From Buckskin to Spandex

Is there anything more characteristically American than the superhero? This may sound like a very strange question. After all, to the extent American exceptionalism is still embraced as a real phenomenon, conversations on the subject tend toward far more serious fare. Debates over checks and balances, the boisterous creativity of our relatively free-market economy, the extent to which our culture remains influenced by religious faith even as other Western cultures have become largely secularized—good or bad qualities, depending on your view, but certainly exceptional.

Weighty matters, to be sure. When it comes to the actual lived experience of the modern world, however, few other American exports can match the scope and influence of its superhero culture.
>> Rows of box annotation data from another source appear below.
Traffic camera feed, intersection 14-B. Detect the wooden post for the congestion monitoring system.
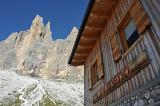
[140,0,160,39]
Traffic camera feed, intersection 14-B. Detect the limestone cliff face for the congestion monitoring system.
[0,15,83,81]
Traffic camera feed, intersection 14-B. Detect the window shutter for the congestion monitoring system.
[130,0,149,34]
[110,33,121,61]
[88,70,92,90]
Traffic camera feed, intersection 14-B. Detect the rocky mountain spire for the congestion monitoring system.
[45,21,52,36]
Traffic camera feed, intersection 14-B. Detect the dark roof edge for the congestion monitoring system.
[68,0,95,65]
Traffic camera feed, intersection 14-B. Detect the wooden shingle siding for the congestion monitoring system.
[82,0,160,106]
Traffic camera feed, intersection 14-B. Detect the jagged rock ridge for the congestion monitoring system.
[0,15,83,81]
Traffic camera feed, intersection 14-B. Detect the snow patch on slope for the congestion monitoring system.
[0,70,84,106]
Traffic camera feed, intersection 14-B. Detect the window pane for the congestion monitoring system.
[124,20,136,40]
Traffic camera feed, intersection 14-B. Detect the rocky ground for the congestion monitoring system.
[0,69,83,106]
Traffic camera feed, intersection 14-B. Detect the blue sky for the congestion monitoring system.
[0,0,89,41]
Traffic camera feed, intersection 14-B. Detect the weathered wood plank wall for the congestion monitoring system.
[85,0,160,106]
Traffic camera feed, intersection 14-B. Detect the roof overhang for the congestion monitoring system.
[68,0,117,66]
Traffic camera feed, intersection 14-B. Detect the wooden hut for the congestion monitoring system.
[68,0,160,106]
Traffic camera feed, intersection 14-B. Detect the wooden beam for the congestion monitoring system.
[81,36,97,41]
[72,62,84,66]
[76,48,92,54]
[74,56,86,60]
[72,58,85,62]
[79,41,95,46]
[78,45,93,49]
[85,25,103,31]
[90,12,109,19]
[75,53,88,56]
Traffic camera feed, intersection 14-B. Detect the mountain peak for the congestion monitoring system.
[32,15,44,26]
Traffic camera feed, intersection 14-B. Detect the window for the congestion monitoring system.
[117,11,139,53]
[91,56,104,86]
[124,20,139,47]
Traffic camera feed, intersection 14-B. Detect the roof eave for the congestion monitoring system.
[68,0,95,65]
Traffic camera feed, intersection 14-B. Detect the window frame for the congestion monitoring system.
[117,11,140,53]
[90,54,104,89]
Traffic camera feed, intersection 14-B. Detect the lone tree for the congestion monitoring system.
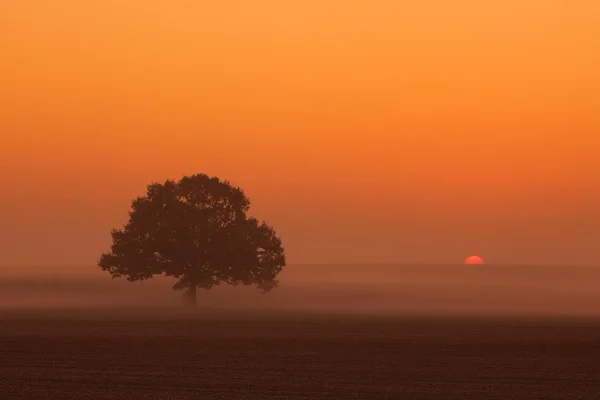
[98,174,285,306]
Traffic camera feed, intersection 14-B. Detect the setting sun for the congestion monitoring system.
[465,256,483,264]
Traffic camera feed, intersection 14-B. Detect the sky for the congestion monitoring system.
[0,0,600,266]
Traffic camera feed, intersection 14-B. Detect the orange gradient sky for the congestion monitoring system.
[0,0,600,265]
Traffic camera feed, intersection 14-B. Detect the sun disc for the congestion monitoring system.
[465,256,483,264]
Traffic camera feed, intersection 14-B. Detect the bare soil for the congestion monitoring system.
[0,309,600,400]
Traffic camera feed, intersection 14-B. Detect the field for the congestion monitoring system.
[0,265,600,400]
[0,309,600,400]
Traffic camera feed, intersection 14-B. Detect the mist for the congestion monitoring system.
[0,264,600,316]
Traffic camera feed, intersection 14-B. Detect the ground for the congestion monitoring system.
[0,310,600,400]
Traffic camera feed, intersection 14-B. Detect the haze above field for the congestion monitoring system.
[0,265,600,316]
[0,0,600,265]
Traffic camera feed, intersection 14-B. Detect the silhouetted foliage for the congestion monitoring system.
[98,174,285,305]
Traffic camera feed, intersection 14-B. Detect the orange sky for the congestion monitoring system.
[0,0,600,265]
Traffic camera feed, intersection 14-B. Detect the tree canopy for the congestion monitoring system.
[98,174,285,304]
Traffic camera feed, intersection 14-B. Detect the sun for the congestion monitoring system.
[465,256,483,264]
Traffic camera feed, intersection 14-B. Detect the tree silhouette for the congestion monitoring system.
[98,174,285,306]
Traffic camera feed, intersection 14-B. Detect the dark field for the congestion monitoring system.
[0,309,600,400]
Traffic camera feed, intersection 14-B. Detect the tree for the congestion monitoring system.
[98,174,285,306]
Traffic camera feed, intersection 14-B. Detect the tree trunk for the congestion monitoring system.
[185,284,197,307]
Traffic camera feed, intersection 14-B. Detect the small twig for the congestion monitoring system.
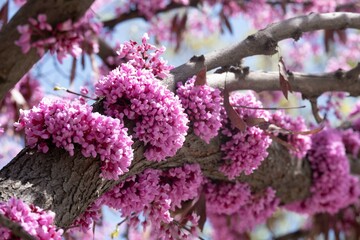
[0,214,36,240]
[232,105,305,110]
[274,229,310,240]
[54,86,98,101]
[309,98,324,123]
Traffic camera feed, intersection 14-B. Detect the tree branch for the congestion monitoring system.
[0,0,94,100]
[103,0,200,29]
[0,214,36,240]
[207,67,360,98]
[166,12,360,90]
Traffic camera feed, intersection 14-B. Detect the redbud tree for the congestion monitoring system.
[0,0,360,239]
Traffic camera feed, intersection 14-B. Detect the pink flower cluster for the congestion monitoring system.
[15,12,101,62]
[15,99,133,179]
[76,164,203,239]
[220,93,271,179]
[270,111,311,159]
[0,73,44,132]
[208,187,280,240]
[95,63,188,161]
[287,129,360,214]
[0,198,63,240]
[176,77,222,143]
[114,33,173,79]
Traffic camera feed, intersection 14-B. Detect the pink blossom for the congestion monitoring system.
[176,77,222,143]
[0,198,63,240]
[95,63,188,161]
[15,12,102,62]
[15,99,133,179]
[74,164,203,239]
[208,188,280,240]
[287,129,360,214]
[220,93,271,179]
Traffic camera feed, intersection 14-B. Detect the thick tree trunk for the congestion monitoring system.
[0,125,311,227]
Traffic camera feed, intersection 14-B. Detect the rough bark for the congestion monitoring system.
[207,65,360,98]
[0,127,311,227]
[0,0,94,100]
[167,12,360,90]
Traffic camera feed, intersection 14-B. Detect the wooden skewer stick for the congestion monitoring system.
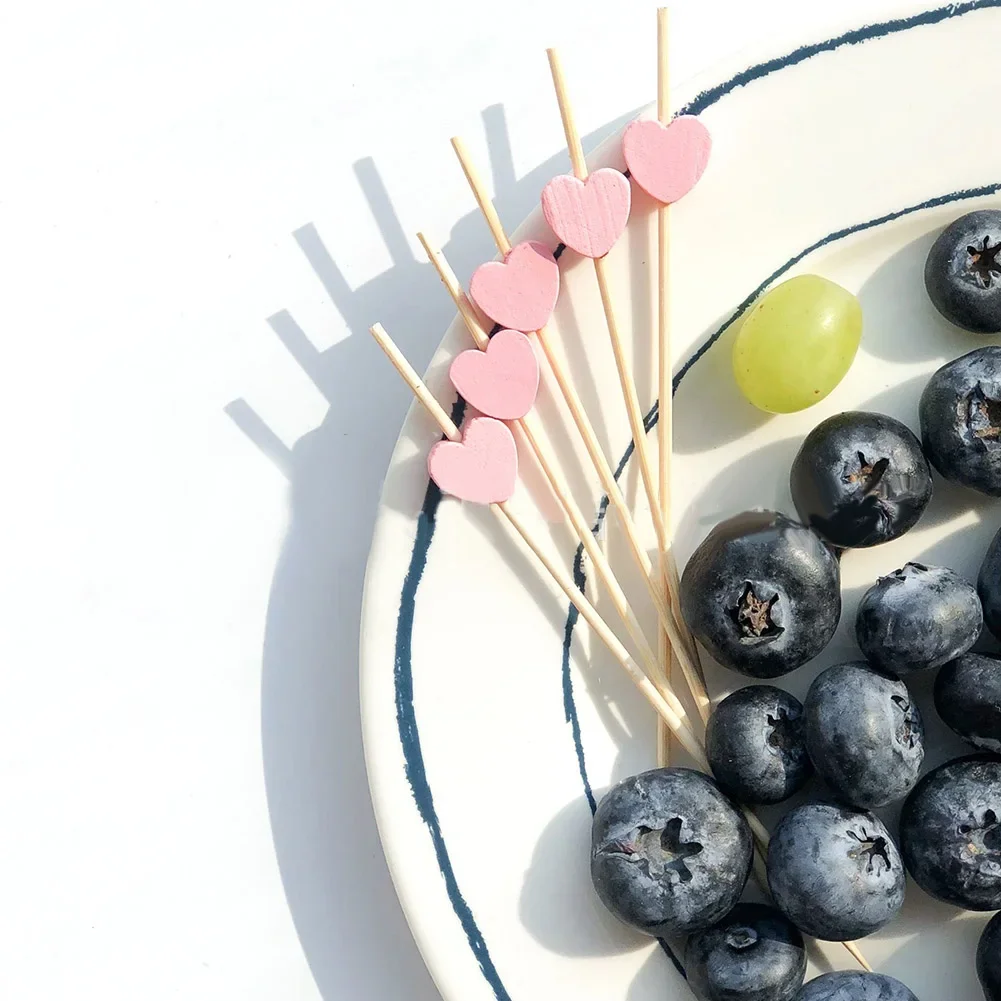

The Marvel Cinematic Universe is the biggest movie franchise in the global history of film, while separate series based on Spider-Man, the X-Men, and DC Comics characters can also be found in the top 10. Spanning dozens of popular television shows, animation, games, toys, novels, and the comic books themselves, superhero fiction has reached more people in more parts of the world than nearly any other genre. You can find Batman masks for sale from Baton Rouge to Batam, Indonesia. Wherever young and not-so-young people wear T-shirts, a high percentage of them sport the likes of Superman’s stylized S logo, the Flash’s lightning bolt, and Captain America’s shield.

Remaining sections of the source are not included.